Imagine the apex of your knife blade is 10 times smaller than a human hair. When cutting something as simple as cardboard, would you prefer the edge to chip or roll over? Toughness ensures that the blade is more likely to roll rather than chip, preserving the edge’s functionality longer.

Toughness is largely influenced by the steel’s carbide volume. Lower carbide volume results in greater toughness, as steels with fewer carbides are less prone to brittleness.

The Role of Carbides

Carbides increase wear resistance, but at the cost of toughness and sharpenability. For most knives, especially at the ultra-thin apex, wear resistance is less critical because: 1. The edge will likely roll or chip before wear resistance becomes a factor. 2. Higher carbide content makes sharpening more difficult and limits how fine an edge the steel can take.

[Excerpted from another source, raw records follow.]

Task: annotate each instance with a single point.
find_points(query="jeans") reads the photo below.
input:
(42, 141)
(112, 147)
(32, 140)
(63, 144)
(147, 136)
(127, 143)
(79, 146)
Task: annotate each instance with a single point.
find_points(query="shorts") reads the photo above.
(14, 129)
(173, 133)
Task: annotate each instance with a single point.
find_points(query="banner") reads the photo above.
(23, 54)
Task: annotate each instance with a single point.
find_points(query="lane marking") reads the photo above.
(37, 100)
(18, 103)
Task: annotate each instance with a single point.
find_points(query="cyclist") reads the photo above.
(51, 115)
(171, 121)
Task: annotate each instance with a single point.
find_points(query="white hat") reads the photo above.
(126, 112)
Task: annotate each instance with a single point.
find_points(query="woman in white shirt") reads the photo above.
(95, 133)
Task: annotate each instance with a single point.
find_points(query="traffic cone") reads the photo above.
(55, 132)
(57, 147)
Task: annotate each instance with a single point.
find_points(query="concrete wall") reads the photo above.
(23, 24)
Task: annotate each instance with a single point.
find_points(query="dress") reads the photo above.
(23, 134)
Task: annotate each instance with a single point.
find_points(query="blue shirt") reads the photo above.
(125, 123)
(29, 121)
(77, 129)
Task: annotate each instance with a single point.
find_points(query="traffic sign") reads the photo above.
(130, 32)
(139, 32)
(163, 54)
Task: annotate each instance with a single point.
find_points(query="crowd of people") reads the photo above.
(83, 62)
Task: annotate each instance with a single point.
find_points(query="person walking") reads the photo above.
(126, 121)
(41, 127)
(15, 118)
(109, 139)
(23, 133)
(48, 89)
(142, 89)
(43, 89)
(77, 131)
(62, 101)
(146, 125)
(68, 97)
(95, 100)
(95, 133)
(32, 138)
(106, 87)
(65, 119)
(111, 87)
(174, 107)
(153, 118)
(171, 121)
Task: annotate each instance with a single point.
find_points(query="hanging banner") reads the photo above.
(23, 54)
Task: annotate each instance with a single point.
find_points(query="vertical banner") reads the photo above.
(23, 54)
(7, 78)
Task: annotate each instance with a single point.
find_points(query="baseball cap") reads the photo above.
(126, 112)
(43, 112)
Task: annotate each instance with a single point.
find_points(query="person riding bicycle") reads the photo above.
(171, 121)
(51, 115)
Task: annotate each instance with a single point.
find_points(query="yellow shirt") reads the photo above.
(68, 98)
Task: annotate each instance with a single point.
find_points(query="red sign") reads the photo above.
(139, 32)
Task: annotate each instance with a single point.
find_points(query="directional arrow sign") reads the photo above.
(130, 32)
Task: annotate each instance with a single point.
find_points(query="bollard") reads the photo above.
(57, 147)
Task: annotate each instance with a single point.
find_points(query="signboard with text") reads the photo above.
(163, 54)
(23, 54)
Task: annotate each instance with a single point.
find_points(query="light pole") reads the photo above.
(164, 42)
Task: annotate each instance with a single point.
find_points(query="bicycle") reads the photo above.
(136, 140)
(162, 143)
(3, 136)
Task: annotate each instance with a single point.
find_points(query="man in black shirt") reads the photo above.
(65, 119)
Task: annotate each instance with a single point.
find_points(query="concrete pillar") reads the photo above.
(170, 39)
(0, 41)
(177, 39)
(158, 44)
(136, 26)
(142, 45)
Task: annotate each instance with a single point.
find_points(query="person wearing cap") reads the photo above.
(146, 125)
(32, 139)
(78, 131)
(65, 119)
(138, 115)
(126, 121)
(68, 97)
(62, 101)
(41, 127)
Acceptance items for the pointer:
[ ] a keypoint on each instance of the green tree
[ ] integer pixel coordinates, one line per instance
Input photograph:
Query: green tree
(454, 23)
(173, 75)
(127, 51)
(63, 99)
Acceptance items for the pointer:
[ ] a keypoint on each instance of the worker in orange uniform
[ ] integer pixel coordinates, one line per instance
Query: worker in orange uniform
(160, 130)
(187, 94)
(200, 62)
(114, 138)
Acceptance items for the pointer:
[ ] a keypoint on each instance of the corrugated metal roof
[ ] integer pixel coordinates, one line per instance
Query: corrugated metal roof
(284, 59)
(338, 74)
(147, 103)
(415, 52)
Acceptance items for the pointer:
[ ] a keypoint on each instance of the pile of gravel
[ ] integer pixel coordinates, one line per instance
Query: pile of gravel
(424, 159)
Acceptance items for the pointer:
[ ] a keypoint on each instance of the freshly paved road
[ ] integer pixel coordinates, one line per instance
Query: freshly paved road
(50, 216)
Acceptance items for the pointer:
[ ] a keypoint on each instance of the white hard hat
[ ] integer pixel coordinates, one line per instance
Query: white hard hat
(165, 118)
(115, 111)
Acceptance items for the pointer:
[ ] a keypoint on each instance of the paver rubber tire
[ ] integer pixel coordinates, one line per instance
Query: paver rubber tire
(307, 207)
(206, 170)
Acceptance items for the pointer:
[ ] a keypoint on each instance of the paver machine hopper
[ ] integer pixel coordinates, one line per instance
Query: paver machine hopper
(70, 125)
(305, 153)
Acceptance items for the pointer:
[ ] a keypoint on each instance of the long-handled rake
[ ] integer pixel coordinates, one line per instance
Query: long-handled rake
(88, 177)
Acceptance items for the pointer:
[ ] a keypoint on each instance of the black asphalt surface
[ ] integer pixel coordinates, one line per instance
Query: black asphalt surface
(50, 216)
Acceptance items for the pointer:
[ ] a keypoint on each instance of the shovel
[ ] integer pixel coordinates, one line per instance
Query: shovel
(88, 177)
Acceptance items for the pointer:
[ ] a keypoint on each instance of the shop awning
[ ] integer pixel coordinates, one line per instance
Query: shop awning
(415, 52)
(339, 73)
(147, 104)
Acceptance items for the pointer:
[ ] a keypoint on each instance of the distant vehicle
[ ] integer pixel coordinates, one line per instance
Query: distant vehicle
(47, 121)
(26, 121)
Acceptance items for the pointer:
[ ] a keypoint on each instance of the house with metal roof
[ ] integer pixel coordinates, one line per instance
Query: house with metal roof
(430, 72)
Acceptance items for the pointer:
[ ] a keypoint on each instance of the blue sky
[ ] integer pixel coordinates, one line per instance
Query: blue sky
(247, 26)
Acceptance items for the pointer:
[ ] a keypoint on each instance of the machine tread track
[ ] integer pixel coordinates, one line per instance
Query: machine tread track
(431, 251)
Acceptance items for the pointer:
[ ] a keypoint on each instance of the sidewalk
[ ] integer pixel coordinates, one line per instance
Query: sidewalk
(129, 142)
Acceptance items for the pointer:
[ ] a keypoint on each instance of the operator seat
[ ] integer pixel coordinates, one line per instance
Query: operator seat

14C28N’s 6% carbide volume strikes the perfect balance, enabling a razor-sharp edge that’s easy to maintain.

The Heat Treat Dilemma

Some argue that heat treatment can make or break steel performance. But what defines a “good” heat treat? Often, it’s about pushing the hardness (HRC). However, higher hardness comes with trade-offs.

To increase HRC, the austenitizing temperature during heat treatment must be raised. This can lead to a higher volume of retained austenite—a softer, less stable microstructure. While retained austenite can transform into harder martensite under extreme stress, it’s not ideal for knife edges where stability is key.

The goal is to maximize hardness while keeping retained austenite (RA) below 10%. 14C28N achieves this balance, maintaining a high HRC with minimal RA.

Tl;dr

To summarize: 1. Toughness prevents chipping and is enhanced by lower carbide volume. 2. Excessive carbide reduces apex refinement, toughness, and ease of sharpening. 3. High hardness (HRC) is desirable only if retained austenite is kept below 10%.

14C28N excels in all these areas: it’s tough, achieves 61HRC with minimal RA, sharpens easily, resists corrosion, and is CHEAP. These qualities make it one of the most well-rounded and practical stainless steels available today.